To create a schema for CSV files, use the SQL statement CREATE storage_format SCHEMA.
Schemas use a JSON style syntax for field and delimiter specifications, even if the schema is defined for CSV data.
If the CSV files do not have header rows, but you do not want to manually assign specific column names, such as when there are a very large number of columns, you can allow Vantage to assign column names automatically. Create a schema for the CSV files and include the "field_names":[] option in the schema specification, leaving the contents of the square brackets empty. Vantage automatically generates column names of the form csv_fldn .

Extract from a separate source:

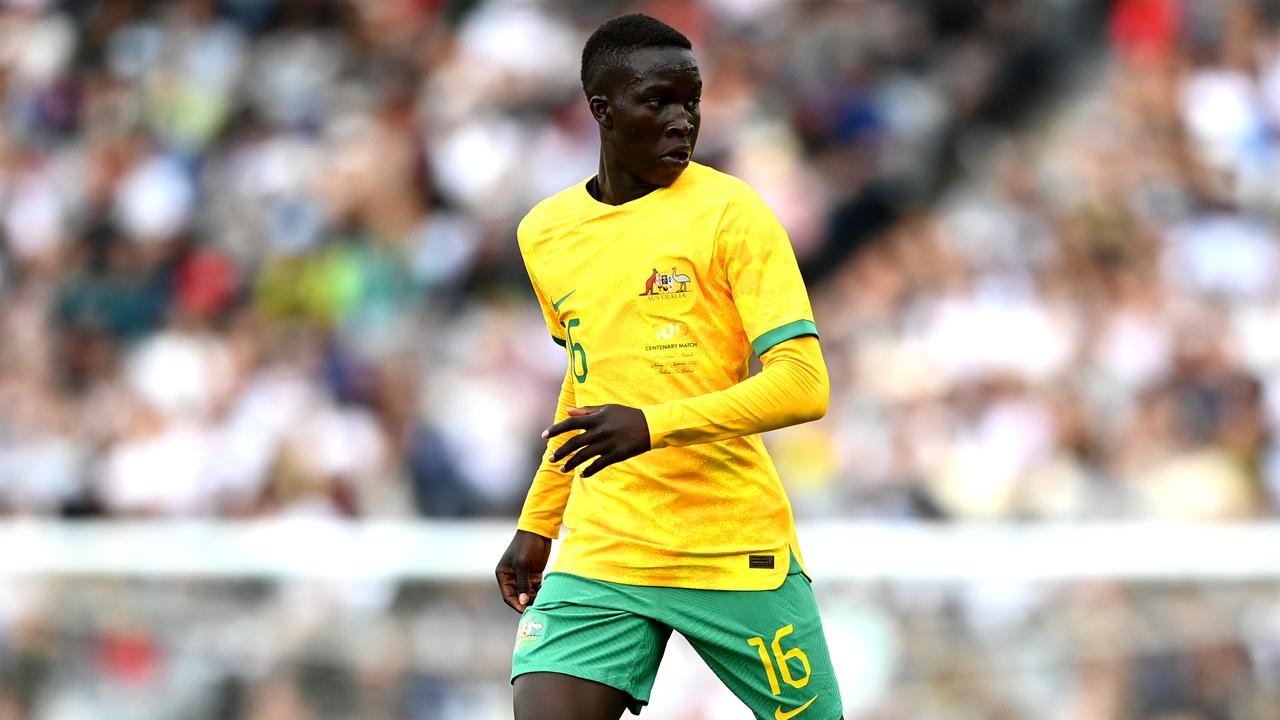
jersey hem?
[544,551,788,592]
[751,320,818,356]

Use the foreign table Payload column definition to associate the schema with the CSV files at a particular external storage location when you access the files using CREATE FOREIGN TABLE . For example:
CREATE CSV SCHEMA SodaBrands_Schema AS
'{"field_delimiter":"\t",
"field_names":["Id","productName","brand"]}';
CREATE FOREIGN TABLE SodaBrands_T, EXTERNAL SECURITY DEFINER TRUSTED DefAuth_S3 (LOCATION VARCHAR(2048) CHARACTER SET UNICODE CASESPECIFIC, PAYLOAD DATASET INLINE LENGTH 64000 STORAGE FORMAT CSV WITH SCHEMA SodaBrands_Schema) USING ( LOCATION ('external_file_path') );
A schema can also indicate the field delimiter character used in the CSV file. Use the "field_delimiter" parameter in cases where the delimiter is not the standard comma character, such as for TSV files, which are tab-delimited. If a USING...ROWFORMAT option also specifies a delimiter character, the schema specification takes precedence.